中年妇女头发散乱,脸上挂着泪痕,仪态全失、
另俩个。
一个是十来岁的黑瘦高挑的男孩,脸上没什么表情,木讷得紧。
一个是哭哭啼啼,坐在中年妇女怀里抹着鼻涕眼泪,五六岁的女娃娃。
五人的衣着皆不算好,经历这一番撒拨打滚后甚至还有几分不堪。
甚至连满园春伙计们的统一服饰都比不上,更不要说平日里来往满园春吃饭的客人。
瘦猴男见到谢萱出现,立马就扑到她的跟前,扒住她的裙角死死不放。
大声哭闹:“时少东家,我家老母、内子,孩儿都被你家的吃食吃坏了。”
“苍天啊,这可怎么办啊!”
“哇哇哇···”
瘦猴中年男干哭声响彻天地。
谢萱微微皱眉,灵儿站在身侧,低头看见瘦猴中年男一手污秽抹在自己小姐身上,气不打一出来。
灵儿气愤的说道:“你说话就好好说话,我家小姐好好地闺阁女子,你这样成何体统,再不放开就不要怪我不客气了。”
又冲着门口的伙计喊道:“快给他拉开。”
伙计们三下五除二的将人架开。
瘦猴中年男俩只短腿在空中乱蹬,嘴里乌七八糟的乱喊。
“杀人了,杀人了···”
旁边坐着老婆婆、中年妇女和女娃娃也接力着边喊边哭。
一时间,场面极度混乱,只那瘦高男孩始终表情木讷。
瘦猴中年男瞥见瘦高男孩的模样,立马指着他说:“赔我儿子,你赔我儿子,你把我儿子都吃傻了。”

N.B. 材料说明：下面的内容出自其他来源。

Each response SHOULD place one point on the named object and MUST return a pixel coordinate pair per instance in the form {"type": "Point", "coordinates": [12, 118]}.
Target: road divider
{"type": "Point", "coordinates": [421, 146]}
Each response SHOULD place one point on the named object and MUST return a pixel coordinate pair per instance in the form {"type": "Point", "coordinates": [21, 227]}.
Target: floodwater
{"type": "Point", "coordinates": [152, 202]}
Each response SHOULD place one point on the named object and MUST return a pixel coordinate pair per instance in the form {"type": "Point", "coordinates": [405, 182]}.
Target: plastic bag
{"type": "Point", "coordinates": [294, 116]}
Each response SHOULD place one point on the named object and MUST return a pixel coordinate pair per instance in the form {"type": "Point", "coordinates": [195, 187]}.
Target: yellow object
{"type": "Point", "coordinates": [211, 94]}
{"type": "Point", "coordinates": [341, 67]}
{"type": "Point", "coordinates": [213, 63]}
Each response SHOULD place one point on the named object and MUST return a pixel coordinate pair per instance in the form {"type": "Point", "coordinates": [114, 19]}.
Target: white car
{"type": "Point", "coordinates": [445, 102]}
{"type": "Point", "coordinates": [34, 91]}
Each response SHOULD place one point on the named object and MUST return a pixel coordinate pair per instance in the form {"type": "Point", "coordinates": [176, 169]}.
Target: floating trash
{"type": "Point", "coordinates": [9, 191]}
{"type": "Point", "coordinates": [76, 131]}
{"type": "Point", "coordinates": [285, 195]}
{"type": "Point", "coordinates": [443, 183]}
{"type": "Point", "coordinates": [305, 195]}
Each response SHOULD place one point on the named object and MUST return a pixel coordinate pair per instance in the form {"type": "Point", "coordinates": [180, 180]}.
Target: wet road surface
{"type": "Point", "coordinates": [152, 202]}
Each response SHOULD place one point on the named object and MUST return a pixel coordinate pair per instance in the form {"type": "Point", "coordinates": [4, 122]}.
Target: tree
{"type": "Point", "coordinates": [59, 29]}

瘦高男孩听完瘦猴中年男的胡乱喊叫,眼角闪过转瞬即逝的厌恶。
他把头埋进衣领间,长长的睫毛和额间的碎发盖住了眼中的神色。
刚刚去请谢萱的伙计低声道:“少东家。他就是杨剩。”
“杨老爷,您既然说使我们满园春的吃食吃坏了您的身体,那就请移步酒楼里,”
“我这就派人去再多请几位大夫和衙门的官爷一起过来,替您主持公道,该怎样就怎样。”
谢萱说罢,又扭头吩咐身边的伙计。
“去将刚刚给杨老爷看诊的大夫也一并请来。”
谢萱看见杨剩一家子的作风,就知道他们是蓄意闹事的,这种人直接交给官府就好了。
满园春一楼大堂的消费虽说在燕京不算高。
但是对于杨剩这样穿着打扮,上有老下有小的家庭来说,一顿饭钱,相当于半年的生活费了。
若不是有人授意,他们除非不想活了。
否则怎么会一顿饭花了半年生活的钱。
杨剩眉毛一横,鼻孔喘着粗气,嚷嚷起来。
“谁知道你有没有买通请的大夫和官差,来欺负我们这样的平头来百姓,。”
杨剩自问耍起无赖无人敌手,否则这一等一美差,程世子也不会赏自己。
他心里颇为得意,挣开身上的束缚,挺了挺胸脯,下巴翘得老高。
满园春的伙计听着他这样泼皮无赖,心中愤怒,却也没有法子。
据他们所知,东家刚回燕京不久,不知在燕京的有无人脉。
如若这杨剩真就死咬着不放,那东家这生意就法子继续再做下去了。
“那你想如何?”
谢萱一身青色海棠素衣,面色清冷,气质淡雅矜贵,站在人群中,宛若遗世独立的仙子。
杨剩眼中闪着精光,贪婪的大声说道:“赔钱,按照大梁律法,商家食物导致客人不适,以三十倍赔偿。”
这顿饭钱自己花了五两,赔的话就是一百五十两。
再加上程世子给的一百两报酬。
这些钱足够他回乡下置办一处不错的房产,再买一些土地田产。
这一票干完,下半辈子的生活基本无忧了。
杨剩的妻女和老母听得杨剩的话,又买力嚎哭起来。
按照大梁律法赔钱?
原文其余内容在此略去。